While perusing KCET’s always fabulous and always informative Food section, we read a story about a little buying app that seeks to help you sidestep the shit of corporate greed through technology. It’s called Buycott and the idea is to give you–the consumer–the power to make informed purchases that aren’t somehow supporting a cause you are against. It gives us the chance to stick our money where shitty people can’t find it and, hopefully, cause some change in the world. It all started from Angeleno Ivan Pardo, too.
Art Center is always on top of their shit. From their students to their staff to everything else involved, they are certainly an institution in town that we’re always watching because they are so contemporary. Moreover, out of all the schools in town, Art Center and their students do the best job at getting their work out into the world and using the Internet to share what they are doing. We heard mentioning about this from Ophelia Chong but, apparently, Art Center has worked its way around and through Behance and has made their own little online destination for finding what students are up to. It’s the Art Center Network and it is a great resource for finding new artistic talents (and, you know, it’s full of great eye candy too).

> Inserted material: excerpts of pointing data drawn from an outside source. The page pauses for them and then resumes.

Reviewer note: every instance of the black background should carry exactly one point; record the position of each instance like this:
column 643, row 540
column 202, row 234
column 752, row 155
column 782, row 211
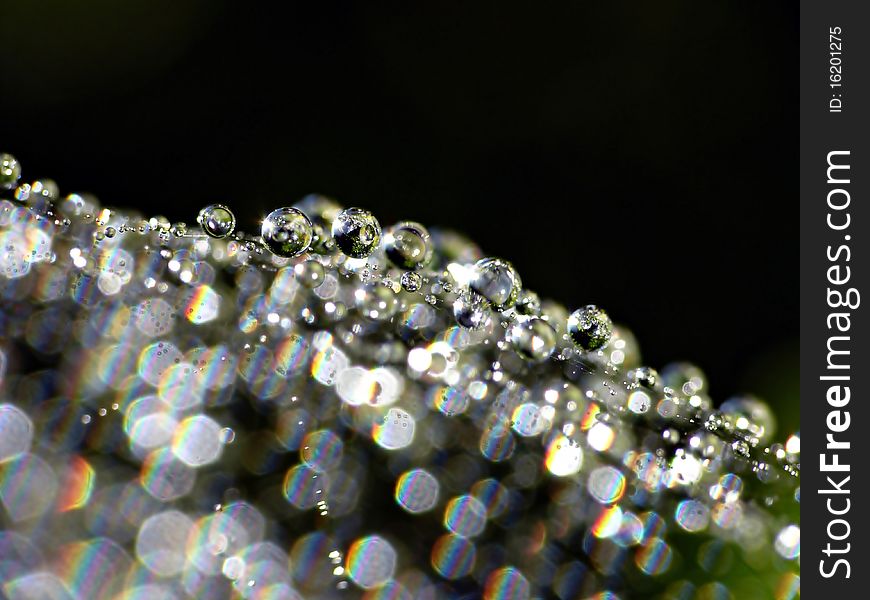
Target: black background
column 643, row 158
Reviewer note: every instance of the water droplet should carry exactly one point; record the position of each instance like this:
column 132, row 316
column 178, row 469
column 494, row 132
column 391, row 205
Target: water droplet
column 590, row 327
column 287, row 232
column 534, row 339
column 411, row 281
column 471, row 310
column 497, row 281
column 644, row 377
column 216, row 220
column 356, row 232
column 407, row 245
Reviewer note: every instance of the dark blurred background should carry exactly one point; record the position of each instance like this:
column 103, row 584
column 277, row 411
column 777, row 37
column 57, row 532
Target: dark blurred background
column 639, row 157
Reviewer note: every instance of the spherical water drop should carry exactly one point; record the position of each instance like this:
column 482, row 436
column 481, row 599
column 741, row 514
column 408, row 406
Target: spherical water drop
column 534, row 339
column 407, row 245
column 590, row 327
column 287, row 232
column 411, row 281
column 356, row 232
column 217, row 221
column 471, row 310
column 497, row 281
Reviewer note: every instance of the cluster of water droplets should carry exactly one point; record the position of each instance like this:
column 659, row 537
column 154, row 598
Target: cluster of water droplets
column 328, row 409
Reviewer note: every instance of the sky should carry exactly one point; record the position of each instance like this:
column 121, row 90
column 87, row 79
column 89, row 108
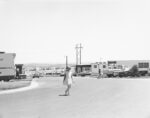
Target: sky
column 45, row 31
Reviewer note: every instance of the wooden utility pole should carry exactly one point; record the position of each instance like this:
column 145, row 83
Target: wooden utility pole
column 78, row 54
column 66, row 61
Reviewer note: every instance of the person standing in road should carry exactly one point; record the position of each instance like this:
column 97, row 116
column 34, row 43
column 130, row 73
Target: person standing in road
column 68, row 80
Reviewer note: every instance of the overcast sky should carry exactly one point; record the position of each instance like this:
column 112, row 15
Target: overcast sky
column 45, row 31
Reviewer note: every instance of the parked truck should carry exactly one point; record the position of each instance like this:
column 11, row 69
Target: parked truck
column 7, row 66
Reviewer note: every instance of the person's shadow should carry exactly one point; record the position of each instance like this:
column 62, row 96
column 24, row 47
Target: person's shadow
column 63, row 95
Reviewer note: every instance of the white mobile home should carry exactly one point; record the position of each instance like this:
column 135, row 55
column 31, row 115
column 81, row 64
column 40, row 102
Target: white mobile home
column 7, row 66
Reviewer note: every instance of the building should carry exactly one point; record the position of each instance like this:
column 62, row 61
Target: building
column 83, row 69
column 7, row 66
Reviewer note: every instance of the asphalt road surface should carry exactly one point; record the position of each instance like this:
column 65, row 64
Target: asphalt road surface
column 90, row 98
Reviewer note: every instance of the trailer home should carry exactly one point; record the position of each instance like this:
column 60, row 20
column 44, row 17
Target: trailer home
column 7, row 66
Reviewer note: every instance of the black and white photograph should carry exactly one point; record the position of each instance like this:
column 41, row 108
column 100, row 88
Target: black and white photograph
column 74, row 59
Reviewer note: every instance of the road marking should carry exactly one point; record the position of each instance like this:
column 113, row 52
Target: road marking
column 33, row 84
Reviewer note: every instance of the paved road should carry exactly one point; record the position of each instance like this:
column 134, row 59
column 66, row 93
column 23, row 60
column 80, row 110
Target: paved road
column 90, row 98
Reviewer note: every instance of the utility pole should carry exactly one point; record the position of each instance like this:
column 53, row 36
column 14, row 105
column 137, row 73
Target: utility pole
column 66, row 61
column 78, row 54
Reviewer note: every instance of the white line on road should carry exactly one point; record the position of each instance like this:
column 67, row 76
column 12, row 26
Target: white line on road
column 33, row 84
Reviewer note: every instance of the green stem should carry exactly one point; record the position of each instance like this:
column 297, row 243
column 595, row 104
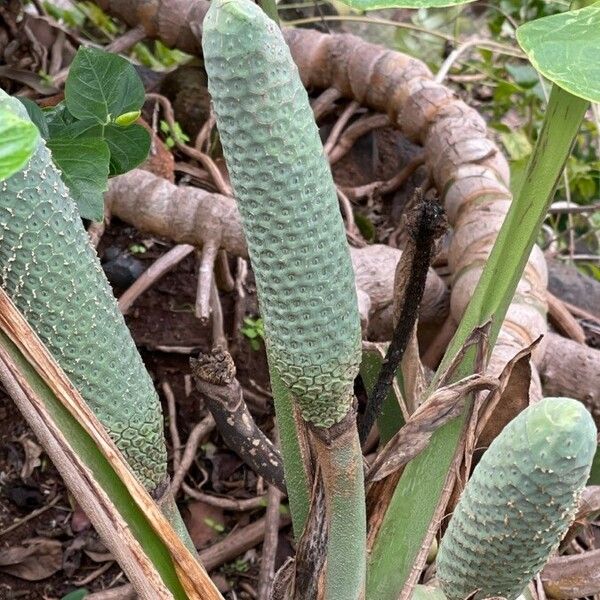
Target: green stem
column 296, row 478
column 341, row 465
column 406, row 525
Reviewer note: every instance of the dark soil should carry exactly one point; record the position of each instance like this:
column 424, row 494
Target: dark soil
column 162, row 317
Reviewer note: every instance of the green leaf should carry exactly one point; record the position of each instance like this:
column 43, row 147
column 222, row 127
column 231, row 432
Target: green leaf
column 129, row 147
column 36, row 114
column 18, row 141
column 100, row 470
column 565, row 49
column 84, row 169
column 377, row 4
column 87, row 128
column 102, row 86
column 128, row 118
column 76, row 595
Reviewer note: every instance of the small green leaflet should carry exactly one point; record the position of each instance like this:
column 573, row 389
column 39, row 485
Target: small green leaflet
column 129, row 146
column 91, row 134
column 83, row 164
column 377, row 4
column 102, row 86
column 565, row 48
column 18, row 141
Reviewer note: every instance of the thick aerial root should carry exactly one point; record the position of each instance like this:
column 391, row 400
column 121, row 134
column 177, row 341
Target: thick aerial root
column 469, row 170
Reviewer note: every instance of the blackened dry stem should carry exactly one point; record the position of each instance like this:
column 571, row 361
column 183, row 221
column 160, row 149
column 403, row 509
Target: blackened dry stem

LA based band OK Go have a new app out that sounds cool: it’s a game that gets you to say the same thing. It’s really fun and, for you improv people, it’s the same concept as warm-up Mindmeld. We’ll be downloading this!
How do you articulate taste? Taste in terms of what you like is easy to express–but taste in terms of flavors of a food? This is very complicated. It’s something we struggle with in terms of food reviews as we want to make sure we efficiently convey the exact flavor of something. Is there a better way to express this? Local designer EunJin Park must have had a similar conundrum and may have found a solution: use color and shapes to show what you taste! She’s created an app concept called Spotaste that gives you the tools to visualize what you taste.
So many times when researching people’s work to share and local talents that we want to suport on LAIY, we often find their work hosted to strange or notoriously bad websites that are in no way helping them get their work into the world. In fact, it’s making all people who encounter their work super, super frustrated since their websites can be so damn bad. Unless it’s on Cargo Collective or Tumblr, things can get a little tricky. Former LAIY cover boy Amir H. Fallah had a similar feeling, which we chatted about that with him briefly when we interviewed him a few months ago. What was his solution? Team up with some people to make a website building app to help creatives have websites that are super attractive and super modern. The result is Made With Color.